Liberty Hall, Harlem, N.Y.

Garvey saw parallels with the struggles of other oppressed groups who were demanding the right to self-government.  In a speech delivered at Liberty Hall in New York in 1920, Garvey related why he’d started his career as a street preacher, spreading the good news of African redemption: “Just at that time, other races were engaged in seeing their cause through—the Jews through their Zionist movement and the Irish through their Irish movement—and I decided that, cost what it might, I would make this a favorable time to see the Negro’s interest through.”

“The Place Next To Hell”

Despite the global reach of Garvey’s Universal Negro Improvement Association, and his overarching vision of economic enterprise, his wings were clipped when he was arrested on bogus charges of using the mail to defraud.  Imprisoned, he took flight, writing The Philosophy and Opinions of Marcus Garvey, with the sustained editorial oversight of his second wife, Amy Jacques.

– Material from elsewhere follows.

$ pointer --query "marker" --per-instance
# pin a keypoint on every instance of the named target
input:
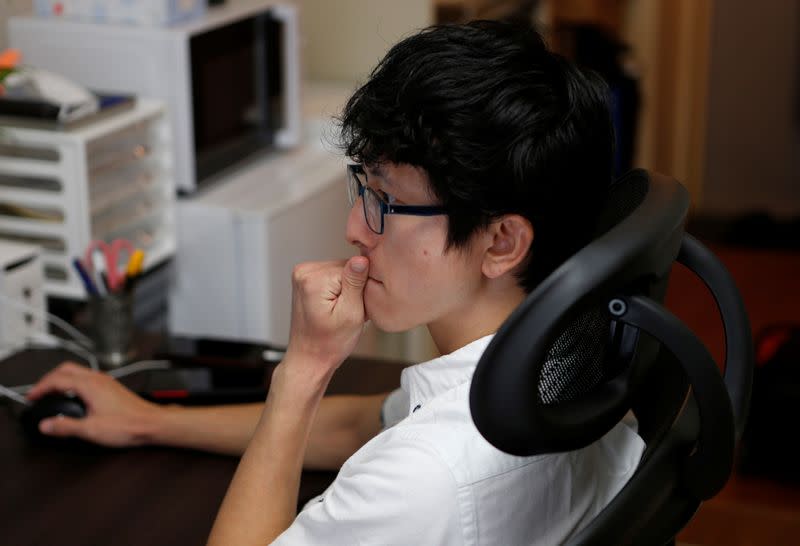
(87, 280)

Deported in 1927, the indomitable Garvey launched a newspaper, The Blackman (1929-1931), then The New Jamaican (1932-1933).  Perhaps Jamaica wasn’t ready for the black man.  In his first editorial, for The New Jamaican, Garvey spoke the plain truth:  “Jamaica is a fine country from a natural viewpoint—it is a terrible country from economic observations. To consider how the people of Jamaica live, that is, the bulk of the population, is to wonder if we, at all, have any system of economics. We shall endeavour to enlighten the country on the possibility of creating a better order of things for everybody through a system of education in economics—a thing not generally known nor taught in Jamaica.”

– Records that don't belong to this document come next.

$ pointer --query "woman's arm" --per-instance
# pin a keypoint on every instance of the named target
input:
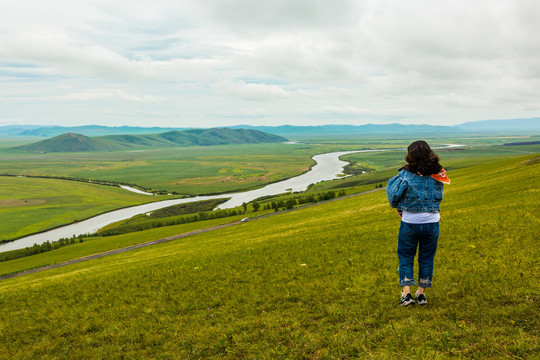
(395, 190)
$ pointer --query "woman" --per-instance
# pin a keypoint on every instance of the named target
(416, 192)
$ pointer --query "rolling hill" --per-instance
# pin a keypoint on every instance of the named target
(71, 142)
(524, 126)
(314, 283)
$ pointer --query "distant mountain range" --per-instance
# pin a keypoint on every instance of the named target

Eighty years later, things have not changed ‘to dat’, despite political independence.  We still haven’t gotten the economics right.  In frustration with Jamaican politics, Garvey once described the island in an issue of The New Jamaican as “the place next to hell”.  Despite the almost hellish circumstances in which he sometimes found himself, Garvey was always self-assured.  An article published in The Daily Gleaner on January 19, 1935, quotes Garvey:  “My garb is Scotch, my name is Irish, my blood is African, and my training is half American and half English, and I think that with that tradition I can take care of myself”.

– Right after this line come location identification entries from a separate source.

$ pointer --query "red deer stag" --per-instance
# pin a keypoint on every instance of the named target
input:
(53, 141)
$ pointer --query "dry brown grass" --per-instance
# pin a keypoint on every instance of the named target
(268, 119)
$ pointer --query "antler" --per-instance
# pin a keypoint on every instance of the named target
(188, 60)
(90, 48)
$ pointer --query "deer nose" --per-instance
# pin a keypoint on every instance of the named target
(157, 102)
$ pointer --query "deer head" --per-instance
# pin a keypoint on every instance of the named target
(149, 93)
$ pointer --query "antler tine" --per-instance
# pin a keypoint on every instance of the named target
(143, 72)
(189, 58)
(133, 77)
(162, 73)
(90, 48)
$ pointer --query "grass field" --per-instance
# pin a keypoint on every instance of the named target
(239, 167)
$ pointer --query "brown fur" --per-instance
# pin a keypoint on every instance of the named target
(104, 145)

This afternoon at 3:00 p.m., Professor Tony Martin, a distinguished Pan-Africanist scholar, will deliver the 3rd annual Marcus Garvey lecture at Liberty Hall in honour of the 125th birthday of our First National Hero:  “If Garvey Dies, Garvey Lives: The Enduring Relevance of Garvey’s Ideas”.   This lecture will certainly silence those cynics in this “place next to hell” who object to the teaching of Garvey’s philosophy in our schools.  Claiming Garvey’s legacy for our children is full freedom.